SCMCI declared bankruptcy and abandoned the mine in 1992. EPA thereafter undertook actions to address acid mine drainage and other conditions at the facility. In 1996, the United States and the State of Colorado sued Mr. Friedland under CERCLA § 107 to recover the costs of these measures. Mr. Friedland settled the governments’ claims against him for approximately $20 million, after incurring legal fees in excess of $28 million. 

 

Mr. Friedland brought several actions against contractors that had built the mining facility. He entered into a series of settlement agreements with these parties or their insurance companies pursuant to which he recovered in excess of the $20 million he agreed to pay to settle the cost-recovery claims by the State of Colorado and the United States.
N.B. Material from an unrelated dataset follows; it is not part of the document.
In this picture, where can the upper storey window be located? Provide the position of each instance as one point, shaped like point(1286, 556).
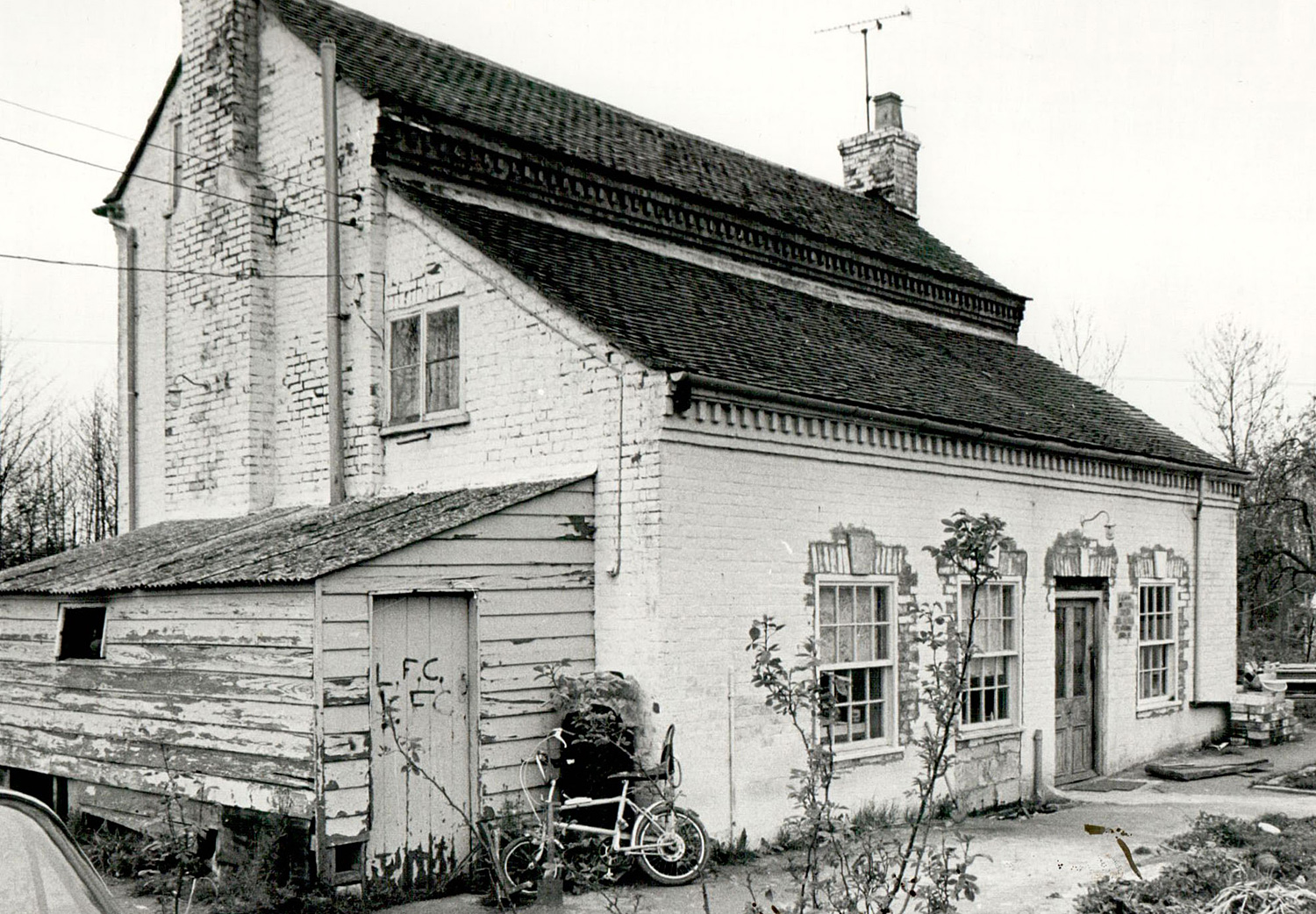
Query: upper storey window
point(424, 366)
In the latest action, Friedland sued The Industrial Company and another defendant. The defendants moved for summary judgment on the ground that Mr. Friedland had no damages or right to contribution under CERCLA § 113(f) because he had recovered in an amount exceeding the payment made to the United States and State of Colorado. The district court granted summary judgment and Mr. Friedland appealed, arguing that: (1) the collateral source rule prohibits crediting the defendants in the amount of the settlement money he received from the insurance companies; and (2) the settlement money should be credited toward the $28 million in legal fees as opposed to the $20 million settlement amount. 

 

The Tenth Circuit upheld the district court’s ruling, holding that the collateral source rule does not apply to CERCLA contribution actions. The Tenth Circuit differentiated CERCLA contribution action which involves “two or more culpable tortfeasors” from personal injury actions where innocent plaintiffs seek to be made whole. The Tenth Circuit held that allowing a CERCLA contribution plaintiff to recover more than the response costs he paid out of pocket “flies in the face of CERCLA’s mandate to apportion those costs equitably among the parties” and would create a windfall for those responsible for the pollution. CERCLA § 9613(f)(1).

 

The Tenth Circuit also held that under Hess Oil Virgin Islands Corp. v. UOP, Inc., 861 F.2d 1197 (10th Cir. 1988) and Burlington Northern Railroad, 200 F.3d 679 (10th Cir. 1999), the defendant-appellees were entitled to a full credit in the amount of the settlements Mr. Friedland received if the damages he alleged against defendant-appellees were the same as those addressed the settlements. The settlements did not expressly allocate the settlement money between settling the underlying litigation or to legal defense. The Tenth Circuit held that Mr. Friedland’s failure to allocate the settlement monies between legal fees and response costs was fatal to his contention that the defendants-appellees were not entitled to a credit in the settlement amount. Therefore, the Tenth Circuit upheld the district court’s finding that there was no basis to allocate the settlement money between the clean-up costs and legal fees, and defendants-appellees were entitled to a full credit in the amount of the settlements.